To be, or not To Be - That is The Question


Memiliki mimipi bagi setiap orang adalah keharusan karena mimpi adalah landasan seseorang untuk melangkah dan juga alasan untuk hidup. Namun, tidak dapat dipungkiri juga bahwa tidak semua orang merasa berhak atas kepemilikan mimpi ini dan tetap berada pada dunia kenyataan yang baginya kurang menguntungkan. Daripada harus bermuluk-muluk mimpi lebih baik mempersiapkan kesabaran untuk kenyataan hidup di hari esok, biarlah mimpi menjadi kembang tidur saja.
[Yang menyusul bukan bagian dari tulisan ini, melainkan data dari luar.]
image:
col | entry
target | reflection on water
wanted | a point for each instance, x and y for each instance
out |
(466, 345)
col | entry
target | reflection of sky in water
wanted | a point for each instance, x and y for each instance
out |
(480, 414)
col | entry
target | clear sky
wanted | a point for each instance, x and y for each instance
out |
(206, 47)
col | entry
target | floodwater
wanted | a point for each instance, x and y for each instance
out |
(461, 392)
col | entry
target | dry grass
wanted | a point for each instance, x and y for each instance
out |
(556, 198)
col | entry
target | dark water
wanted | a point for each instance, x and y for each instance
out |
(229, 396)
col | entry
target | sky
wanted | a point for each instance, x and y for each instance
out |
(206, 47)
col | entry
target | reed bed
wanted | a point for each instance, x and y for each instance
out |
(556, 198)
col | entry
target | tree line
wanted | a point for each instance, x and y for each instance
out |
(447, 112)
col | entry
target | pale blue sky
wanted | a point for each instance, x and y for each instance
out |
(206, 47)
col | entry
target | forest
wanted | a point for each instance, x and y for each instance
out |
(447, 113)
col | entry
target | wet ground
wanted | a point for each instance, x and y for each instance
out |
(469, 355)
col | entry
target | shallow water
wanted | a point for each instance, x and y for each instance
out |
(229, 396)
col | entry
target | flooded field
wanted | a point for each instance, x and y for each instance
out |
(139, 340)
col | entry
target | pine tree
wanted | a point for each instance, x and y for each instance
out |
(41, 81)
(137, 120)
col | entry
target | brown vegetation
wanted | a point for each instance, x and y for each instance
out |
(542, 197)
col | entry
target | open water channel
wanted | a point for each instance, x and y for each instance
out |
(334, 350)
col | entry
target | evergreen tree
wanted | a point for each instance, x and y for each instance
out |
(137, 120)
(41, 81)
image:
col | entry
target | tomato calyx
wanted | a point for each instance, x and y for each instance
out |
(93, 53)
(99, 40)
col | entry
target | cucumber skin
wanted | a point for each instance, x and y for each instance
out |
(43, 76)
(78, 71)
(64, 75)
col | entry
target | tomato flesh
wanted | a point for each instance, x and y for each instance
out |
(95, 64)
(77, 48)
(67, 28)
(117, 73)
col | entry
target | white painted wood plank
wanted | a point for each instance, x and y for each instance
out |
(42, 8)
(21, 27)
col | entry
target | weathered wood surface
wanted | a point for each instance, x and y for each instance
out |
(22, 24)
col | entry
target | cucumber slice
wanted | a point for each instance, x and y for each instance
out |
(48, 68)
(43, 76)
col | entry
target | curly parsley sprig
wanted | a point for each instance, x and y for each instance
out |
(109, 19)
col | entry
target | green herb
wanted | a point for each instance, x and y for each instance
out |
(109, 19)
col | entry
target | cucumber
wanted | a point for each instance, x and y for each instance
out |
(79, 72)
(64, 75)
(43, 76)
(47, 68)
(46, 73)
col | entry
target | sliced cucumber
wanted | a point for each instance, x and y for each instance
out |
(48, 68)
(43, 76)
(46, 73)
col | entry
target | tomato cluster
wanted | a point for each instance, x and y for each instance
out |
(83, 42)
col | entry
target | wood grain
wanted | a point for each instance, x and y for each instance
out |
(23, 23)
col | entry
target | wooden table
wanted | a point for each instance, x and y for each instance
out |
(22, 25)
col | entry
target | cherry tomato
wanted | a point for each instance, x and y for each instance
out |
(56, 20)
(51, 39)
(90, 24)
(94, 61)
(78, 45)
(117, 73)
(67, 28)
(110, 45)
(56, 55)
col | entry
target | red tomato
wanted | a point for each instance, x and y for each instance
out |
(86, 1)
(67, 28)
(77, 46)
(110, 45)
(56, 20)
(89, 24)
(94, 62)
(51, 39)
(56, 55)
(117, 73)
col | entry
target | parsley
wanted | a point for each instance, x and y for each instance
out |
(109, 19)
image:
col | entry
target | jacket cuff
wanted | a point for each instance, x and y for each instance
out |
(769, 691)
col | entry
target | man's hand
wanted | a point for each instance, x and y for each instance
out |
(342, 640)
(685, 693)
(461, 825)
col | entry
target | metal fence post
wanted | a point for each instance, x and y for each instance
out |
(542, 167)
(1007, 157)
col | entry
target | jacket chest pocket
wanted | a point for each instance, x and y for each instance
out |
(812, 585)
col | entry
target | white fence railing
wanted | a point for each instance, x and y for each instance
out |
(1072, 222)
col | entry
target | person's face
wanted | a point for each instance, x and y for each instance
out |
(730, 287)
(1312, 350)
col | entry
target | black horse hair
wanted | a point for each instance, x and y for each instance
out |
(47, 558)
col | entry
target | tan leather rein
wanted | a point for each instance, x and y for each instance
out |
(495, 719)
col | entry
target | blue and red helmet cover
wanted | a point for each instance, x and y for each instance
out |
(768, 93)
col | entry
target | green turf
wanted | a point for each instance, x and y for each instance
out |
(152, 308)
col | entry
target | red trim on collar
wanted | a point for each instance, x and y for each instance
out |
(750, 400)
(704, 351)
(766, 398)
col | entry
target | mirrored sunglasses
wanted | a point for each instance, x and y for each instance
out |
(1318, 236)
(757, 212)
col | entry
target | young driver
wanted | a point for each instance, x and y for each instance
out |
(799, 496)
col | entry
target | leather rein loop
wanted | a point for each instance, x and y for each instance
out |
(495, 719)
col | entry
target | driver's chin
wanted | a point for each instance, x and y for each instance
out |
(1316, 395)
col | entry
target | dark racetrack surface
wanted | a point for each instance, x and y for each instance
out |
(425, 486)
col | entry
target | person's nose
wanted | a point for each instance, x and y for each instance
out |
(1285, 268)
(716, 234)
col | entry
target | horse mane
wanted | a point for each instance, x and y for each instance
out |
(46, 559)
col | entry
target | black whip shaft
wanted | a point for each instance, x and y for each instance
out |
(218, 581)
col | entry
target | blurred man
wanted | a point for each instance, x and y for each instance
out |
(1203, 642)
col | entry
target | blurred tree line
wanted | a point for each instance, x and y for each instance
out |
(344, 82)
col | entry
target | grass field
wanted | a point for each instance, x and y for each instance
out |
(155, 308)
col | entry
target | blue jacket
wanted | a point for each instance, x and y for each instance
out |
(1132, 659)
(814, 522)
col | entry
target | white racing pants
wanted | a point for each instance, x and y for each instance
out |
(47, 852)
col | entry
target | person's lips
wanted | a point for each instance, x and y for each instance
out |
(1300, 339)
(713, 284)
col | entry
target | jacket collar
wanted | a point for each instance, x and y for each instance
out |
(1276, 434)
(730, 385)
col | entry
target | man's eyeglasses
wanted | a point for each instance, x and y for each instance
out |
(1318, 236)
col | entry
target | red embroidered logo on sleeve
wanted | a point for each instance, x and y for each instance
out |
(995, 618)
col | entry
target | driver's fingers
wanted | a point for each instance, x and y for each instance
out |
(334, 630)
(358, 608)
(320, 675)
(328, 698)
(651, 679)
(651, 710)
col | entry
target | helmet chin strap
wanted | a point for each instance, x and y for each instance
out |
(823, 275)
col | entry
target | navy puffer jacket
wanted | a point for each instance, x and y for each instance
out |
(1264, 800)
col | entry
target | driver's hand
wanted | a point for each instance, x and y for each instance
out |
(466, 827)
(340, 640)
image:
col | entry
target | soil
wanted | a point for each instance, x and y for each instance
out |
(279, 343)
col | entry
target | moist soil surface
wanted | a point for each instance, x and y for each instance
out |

Getirnnya kenyataan hidup pernah aku rasakan dan mungkin juga untuk sebagian orang. Bukan itu saja akupun mengalami krisis identitas dan hilang bentuk. Karena apa? Ya, itu dia urusan mimpi. Saat ini aku bermimpi menjadi seorang penulis hebat, walaupun tidak harus best seller karya tulisku dan melanjutkan kuliah S2 – S3, menjadi dosen, dan juga aktif menulis apapun yang aku sukai. Namun apa daya tangan tak sampai modalku benar-benar cekak. Dana pendidikan yang aku titik-beratkan dari hasil menulis harus aku pertimbangkan lagi setelah aku sadar bahwa hasil tuliasanku belum cukup bernilai jual. Memang setelah kubaca hasil tulisanku begitu adanya, terkadang gurih dan terkadang hambar, bahkan pahit dan tidak bergizi. Mengapa demikian? Aku sadar dan aku akui bahwa aku melupakan satu hal yang merupakan salah satu sisi mata uang, khususnya di bidang menulis, yaitu membaca. Di dunia susastra ini membaca dan menulis merupakan dua sisi yang tidak dapat terpisahkan seperti dua sisi mata uang, namun rupanya selama ini aku hanya melihat sisi menulisnya saja demi suatu nomina rupiah dan melupakan sisi lainnya, yaitu membaca.

Aku menggeluti bidang tulis menulis sejak bangku kuliah, karena memang itu suatu tuntutan seorang mahasiswa apapun jurusannya, apalagi jurusanku adalah sastra. Jadi, dunia tulis menulis bukanlah hal yang asing lagi. Padahal sebenarnya dunia yang membesarkan nama Andrea Hirata ini adalah dunia yang sangat asing bagiku. Selain itu, sama sekali aku tidak tertarik jika harus terjun di dalamnya, karena sejak aku mengenal dunia kartun, anime, manga, dan teman-temannya. Aku yakin sekali bahwa dunia tersebut adalah duniaku dan suatu hari aku akan hidup dari dunia itu, saat itu itulah mimpiku. Dan bagaimana dengan menulis? Sungguh hal itu adalah dunia yang sangat asing, bagaimana bermimpi menjadi penulis jika membaca saja aku kurang suka. Hingga akhirnya aku terjun di dunia penerbitan sebagai editor dan secara bertahap menjadi penulis. Dari sini aku mulai melihat suatu orientasi baru, yaitu menulis.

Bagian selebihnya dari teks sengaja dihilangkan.